Having a day job helps some artists keep a sense of perspective. For much of her career, Toni Morrison worked as an editor at Random House, taught university classes and raised two sons alone. The luxury of a Franzenesque life devoted solely to the craft — if luxury’s the right word — wasn’t in the cards for Morrison. But the limits on her free time had a liberating effect. “When I sit down to write I never brood,” she said. “I have so many other things to do, with my children and teaching, that I can’t afford it. I brood, thinking of ideas, in the automobile when I’m driving to work or in the subway or when I’m mowing the lawn. By the time I get to the paper something’s there — I can produce.”

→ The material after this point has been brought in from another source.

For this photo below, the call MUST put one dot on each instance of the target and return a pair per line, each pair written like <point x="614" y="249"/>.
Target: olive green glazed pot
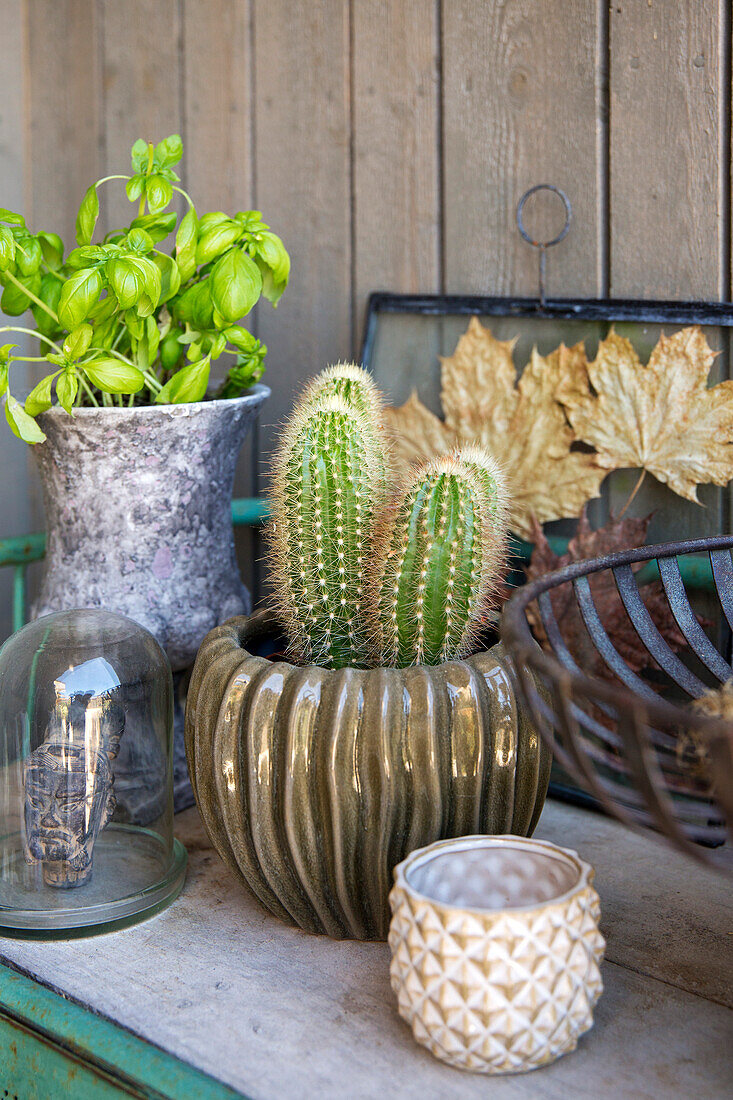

Of all the artists, I took the most comfort in the remarks of Martin Amis. “Everyone assumes I’m a systematic and nose-to-the-grindstone kind of person,” he told The Paris Review. In truth, he admitted, he typically writes only from 11 in the morning to 1 in the afternoon. “Two hours,” he said. “I think most writers would be very happy with two hours of concentrated work.”

Amen. That’s my new goal.

Gabriel Thompson has written for The New York Times, New York magazine, The Nation and Mother Jones. His most recent book is “Working in the Shadows: A Year of Doing the Jobs (Most) Americans Won’t Do.”